Father placed his glasses on his nose, and they were no longer broken. Mother opened her box for me and on top was our group wedding photograph, showing Lenka, the beaming bride.
And Věruška turned her paper pad to me and revealed a drawing of two clasped hands.
I move to get up and touch them. So real they are to me, shining there in the middle of the night. I am older now than Father is as a ghost—that realization str
iking me deeply—as I extend my hand to touch him.
How can a son be older than his father’s ghost? How can a mother continue to comfort her elderly son from her watery grave? And how can a beloved sister ever forgive her brother when he so clearly let her down?
I am trembling. Convulsing. Wondering if this visit is a signal that I am about to die.
I try to rise, my hands still extended, my legs shaking as I step to where they stand.

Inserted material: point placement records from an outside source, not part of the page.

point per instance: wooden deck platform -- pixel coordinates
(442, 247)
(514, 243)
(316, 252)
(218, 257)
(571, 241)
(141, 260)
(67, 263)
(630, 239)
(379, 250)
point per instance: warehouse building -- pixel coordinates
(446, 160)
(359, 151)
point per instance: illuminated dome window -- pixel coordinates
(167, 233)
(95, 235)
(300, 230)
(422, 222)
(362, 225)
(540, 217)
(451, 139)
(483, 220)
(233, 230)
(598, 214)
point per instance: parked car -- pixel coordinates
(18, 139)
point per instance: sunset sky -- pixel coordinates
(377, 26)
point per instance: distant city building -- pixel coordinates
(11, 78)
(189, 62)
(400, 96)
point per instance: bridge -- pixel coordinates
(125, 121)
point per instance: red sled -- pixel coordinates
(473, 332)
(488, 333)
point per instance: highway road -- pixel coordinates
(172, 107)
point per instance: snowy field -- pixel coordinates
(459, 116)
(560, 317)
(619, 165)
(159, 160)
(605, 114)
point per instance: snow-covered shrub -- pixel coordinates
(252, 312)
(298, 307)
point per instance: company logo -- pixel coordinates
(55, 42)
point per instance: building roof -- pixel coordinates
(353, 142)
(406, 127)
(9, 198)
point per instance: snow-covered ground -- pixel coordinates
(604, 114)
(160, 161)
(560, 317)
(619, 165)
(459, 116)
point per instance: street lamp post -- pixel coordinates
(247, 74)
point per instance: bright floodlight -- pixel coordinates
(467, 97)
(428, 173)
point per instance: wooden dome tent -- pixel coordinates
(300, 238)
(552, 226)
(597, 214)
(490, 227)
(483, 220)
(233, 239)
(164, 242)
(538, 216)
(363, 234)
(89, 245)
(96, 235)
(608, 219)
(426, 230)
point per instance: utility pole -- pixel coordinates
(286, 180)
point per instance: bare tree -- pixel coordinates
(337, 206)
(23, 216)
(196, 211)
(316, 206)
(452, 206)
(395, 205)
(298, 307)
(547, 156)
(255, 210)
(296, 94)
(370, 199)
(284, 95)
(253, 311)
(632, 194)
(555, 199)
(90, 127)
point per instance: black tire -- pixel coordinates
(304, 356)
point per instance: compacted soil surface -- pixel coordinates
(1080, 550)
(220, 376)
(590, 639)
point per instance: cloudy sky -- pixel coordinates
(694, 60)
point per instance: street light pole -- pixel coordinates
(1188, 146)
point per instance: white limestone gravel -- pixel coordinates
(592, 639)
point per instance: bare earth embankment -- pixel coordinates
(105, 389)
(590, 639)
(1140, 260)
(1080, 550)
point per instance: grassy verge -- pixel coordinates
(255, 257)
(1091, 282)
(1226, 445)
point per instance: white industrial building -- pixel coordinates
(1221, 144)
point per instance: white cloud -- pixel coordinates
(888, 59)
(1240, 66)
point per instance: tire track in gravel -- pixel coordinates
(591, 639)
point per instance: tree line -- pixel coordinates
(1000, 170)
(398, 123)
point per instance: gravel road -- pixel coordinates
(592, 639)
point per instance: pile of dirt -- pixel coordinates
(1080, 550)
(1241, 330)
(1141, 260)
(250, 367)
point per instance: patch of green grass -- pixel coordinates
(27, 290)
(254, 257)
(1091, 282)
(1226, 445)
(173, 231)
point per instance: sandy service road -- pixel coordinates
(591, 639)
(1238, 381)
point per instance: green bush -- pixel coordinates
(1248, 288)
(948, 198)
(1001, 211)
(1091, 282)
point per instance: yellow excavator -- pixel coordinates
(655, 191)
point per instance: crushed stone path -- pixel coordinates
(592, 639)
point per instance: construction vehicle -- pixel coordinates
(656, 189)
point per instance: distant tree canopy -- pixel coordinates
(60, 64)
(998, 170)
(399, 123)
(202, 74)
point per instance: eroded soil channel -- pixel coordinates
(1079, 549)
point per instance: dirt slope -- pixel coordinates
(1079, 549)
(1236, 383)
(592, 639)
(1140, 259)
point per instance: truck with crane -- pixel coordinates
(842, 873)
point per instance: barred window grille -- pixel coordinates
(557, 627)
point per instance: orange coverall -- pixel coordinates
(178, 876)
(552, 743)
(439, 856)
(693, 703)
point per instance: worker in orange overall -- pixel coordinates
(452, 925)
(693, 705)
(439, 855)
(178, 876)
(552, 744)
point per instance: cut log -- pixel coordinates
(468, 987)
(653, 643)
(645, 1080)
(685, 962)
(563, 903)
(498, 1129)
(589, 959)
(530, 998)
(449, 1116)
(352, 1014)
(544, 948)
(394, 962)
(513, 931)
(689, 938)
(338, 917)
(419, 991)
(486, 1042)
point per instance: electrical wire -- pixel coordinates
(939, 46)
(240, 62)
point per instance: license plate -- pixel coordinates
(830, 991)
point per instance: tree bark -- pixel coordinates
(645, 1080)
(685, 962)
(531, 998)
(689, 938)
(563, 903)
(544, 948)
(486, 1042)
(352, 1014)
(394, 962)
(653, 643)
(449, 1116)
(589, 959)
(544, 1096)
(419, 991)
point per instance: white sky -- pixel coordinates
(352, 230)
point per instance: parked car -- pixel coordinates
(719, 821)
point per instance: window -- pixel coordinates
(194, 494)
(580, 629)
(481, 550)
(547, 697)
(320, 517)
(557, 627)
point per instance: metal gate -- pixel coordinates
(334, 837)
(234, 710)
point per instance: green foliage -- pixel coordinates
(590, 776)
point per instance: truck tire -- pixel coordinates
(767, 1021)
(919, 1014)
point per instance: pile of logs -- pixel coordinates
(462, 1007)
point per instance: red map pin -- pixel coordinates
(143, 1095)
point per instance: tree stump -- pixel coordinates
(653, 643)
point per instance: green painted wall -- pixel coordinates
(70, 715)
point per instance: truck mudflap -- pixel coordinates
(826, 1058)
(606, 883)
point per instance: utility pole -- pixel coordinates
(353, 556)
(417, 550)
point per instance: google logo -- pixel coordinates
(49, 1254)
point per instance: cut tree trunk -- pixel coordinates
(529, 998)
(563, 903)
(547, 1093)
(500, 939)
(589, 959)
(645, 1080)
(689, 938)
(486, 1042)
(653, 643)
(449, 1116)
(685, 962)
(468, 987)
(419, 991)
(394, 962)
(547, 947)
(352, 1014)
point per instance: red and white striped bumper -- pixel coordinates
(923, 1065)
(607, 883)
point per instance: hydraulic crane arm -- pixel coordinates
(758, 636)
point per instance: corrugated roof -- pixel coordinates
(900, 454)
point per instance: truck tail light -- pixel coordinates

I remember the sound of the thud as my body fell to the carpet. I remember vaguely the sound of the door opening, the heavy treading of my son’s footsteps coming toward me, and the sensation of his arms pulling me up.
“Dad,” he whispers. “Are you okay?”
I tell him I am. I ask for a drink of water and he leaves me to fetch it.
I don’t remember seeing him return, but when I awake, the glass is there.
I dreamed that it was not my son who brought me back to bed, but the three members of my family. That they had huddled around me and lifted me back onto my mattress, pulled up the covers, and coaxed me back to sleep.
And I knew that from then on, should any of them visit me again, it would no longer be on a sleepless night. It would be the same as when Lenka comes . . . in my dreams.
CHAPTER 50
LENKA
In the spring of 1944, we are told that special visitors are coming to visit Terezín and that certain improvements will be made. Commandant Rahm, who is in charge of the ghetto now, orders additional transports east to make room for the “beautification” of the ghetto. Already eighteen thousand had been transported from Terezín, and now he was demanding that all orphans be sent east. Next were those sick with tuberculosis. A few weeks later, he orders an additional seventy-five hundred prisoners transported. A panic rushes over the ghetto as families are broken apart. One woman begs to be put on a list after her son is selected for a transport. At the station, with the train about to depart, she notices her son is not present and his name not called. Pandemonium breaks out when she is forced onto the cattle car by the SS. She is screaming for the soldiers to remove her, but they cannot make an exception, for the quota ordered by Rahm must be maintained. That evening I see her teenage son crying inconsolably outside the Sudeten barracks. A few people are trying to comfort him, but he is flailing about like a dying animal.